Despite being the giants of the film industry, and sometimes its saviors, I’ve noticed that big budget movies tend to be bullied by critics and audiences alike. Ridiculed for lacking in plot, acting, and style, it is really only their special effects get any due credit and are considered responsible for making these films a hit. Critics, especially, assume that audiences are stupid or lacking in any taste because they’d rather see the new comic book movie than the latest dull indie flick. This is not an attack on the independent film genre, but what can they expect when half of these movies get a limited release and tend to be tonally and structurally different from what audiences are used to. And they’re the ones who have ended up with the name Oscar on their DVD covers. Critics don’t take into consideration that the average audience is not trained in film studies, nor do they want to believe that a movie can be both interesting and action packed. They’ll criticize the first Spider-man movie for being a Spider-man movie and then criticize Spider-man 3 for not living up to the first film. Why is this? Is this because they’re sick of seeing these characters on every product sold on TV and at every supermarket and Wal-Mart? Do they find it difficult to praise films that appeal to both kids and adults alike? Or do they expect more from them than the average film because of their huge budgets? Whatever the reason, this is an unfair way to rate a film.

Aside from their budgets, the main focus on these films tend to be on the box office totals, especially on opening weekend. This weekend, all eyes were on Pirates of the Caribbean, At World’s End to see if it could take back the opening weekend record that the Spider-man franchise had stolen back from them. When it didn’t, it brought up ideas of the new Pirates movie being a potential failure. When you’ve spent $300 million on one picture, though, even breaking even would be a failure. So far, the film has been reported to have made a mere $112.5 million compared to Spider-man 3’s record breaking $151.1 million. Aside from Shrek the Third, who couldn’t truly compete being primarily a children’s movie, these two franchises were the main films in the running to be the biggest films of the year in terms of box office receipts and popularity, even with many more huge films set to come out this year.
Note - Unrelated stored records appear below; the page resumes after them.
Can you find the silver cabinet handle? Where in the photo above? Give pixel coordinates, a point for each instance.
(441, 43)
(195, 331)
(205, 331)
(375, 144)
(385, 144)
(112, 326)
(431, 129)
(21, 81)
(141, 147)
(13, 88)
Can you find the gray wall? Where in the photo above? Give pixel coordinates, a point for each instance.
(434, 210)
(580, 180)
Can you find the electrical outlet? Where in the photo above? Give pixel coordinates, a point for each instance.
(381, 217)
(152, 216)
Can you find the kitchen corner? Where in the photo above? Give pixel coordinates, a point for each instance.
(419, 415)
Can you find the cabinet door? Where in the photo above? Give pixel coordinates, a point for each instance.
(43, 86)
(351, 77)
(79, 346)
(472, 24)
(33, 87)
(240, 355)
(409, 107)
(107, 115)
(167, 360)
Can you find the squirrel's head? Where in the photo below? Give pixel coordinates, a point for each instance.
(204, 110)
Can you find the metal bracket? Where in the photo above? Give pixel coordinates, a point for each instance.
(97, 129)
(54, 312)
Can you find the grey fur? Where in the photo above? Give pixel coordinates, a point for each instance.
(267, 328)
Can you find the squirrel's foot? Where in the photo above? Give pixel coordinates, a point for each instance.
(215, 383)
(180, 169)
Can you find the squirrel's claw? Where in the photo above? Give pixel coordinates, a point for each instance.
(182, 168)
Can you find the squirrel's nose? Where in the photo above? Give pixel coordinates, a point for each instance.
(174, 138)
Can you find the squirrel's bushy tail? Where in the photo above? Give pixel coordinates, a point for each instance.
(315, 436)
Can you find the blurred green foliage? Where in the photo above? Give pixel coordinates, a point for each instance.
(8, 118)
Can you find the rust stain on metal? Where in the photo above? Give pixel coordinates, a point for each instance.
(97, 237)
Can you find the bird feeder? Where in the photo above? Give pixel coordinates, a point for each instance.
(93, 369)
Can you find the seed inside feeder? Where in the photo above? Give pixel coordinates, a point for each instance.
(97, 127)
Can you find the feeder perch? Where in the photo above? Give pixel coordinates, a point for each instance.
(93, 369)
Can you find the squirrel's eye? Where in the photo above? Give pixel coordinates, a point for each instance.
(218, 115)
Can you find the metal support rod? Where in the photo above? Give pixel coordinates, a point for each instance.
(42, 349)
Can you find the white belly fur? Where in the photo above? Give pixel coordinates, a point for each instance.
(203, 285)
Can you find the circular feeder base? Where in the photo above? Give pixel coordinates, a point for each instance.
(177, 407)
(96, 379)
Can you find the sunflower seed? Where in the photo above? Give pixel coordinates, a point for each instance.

Despite their huge budgets and huge returns, I am not saying that these films are flawless. Sequels, especially, could use a few script changes, but at the same time, no film is perfect. Anyone who is unable to name at least one minor problem with their favorite film should obviously look a little closer. Comedies, especially, could use work, and I often wonder why people go to see movies like Disturbia and Georgia Rule, but in doing that, I am no better than these critics who focus only on the flaws of the action films that take their share of criticism for being too simple while others get criticized for being too complicated.

In saying this, it’s strange to be defending successful films from both professional and amateur critics. Everyone is entitled to their own opinion, of course, but sometimes, the motivation behind these criticisms don’t seem to fit the arguments being made. If you think about it, every summer blockbuster tends to have more going against it than the average film, with commercialism being the biggest factor in this equation. Just because a movie is overdosed with A list stars and innovative special effects doesn’t mean there isn’t a meaningful story and years of thought and effort put into it. While audiences will indulge in the occasional plotless comedy or cheesy action film, they aren’t helping to break box office records for a mediocre film. If they didn’t want to be there, they wouldn’t be there.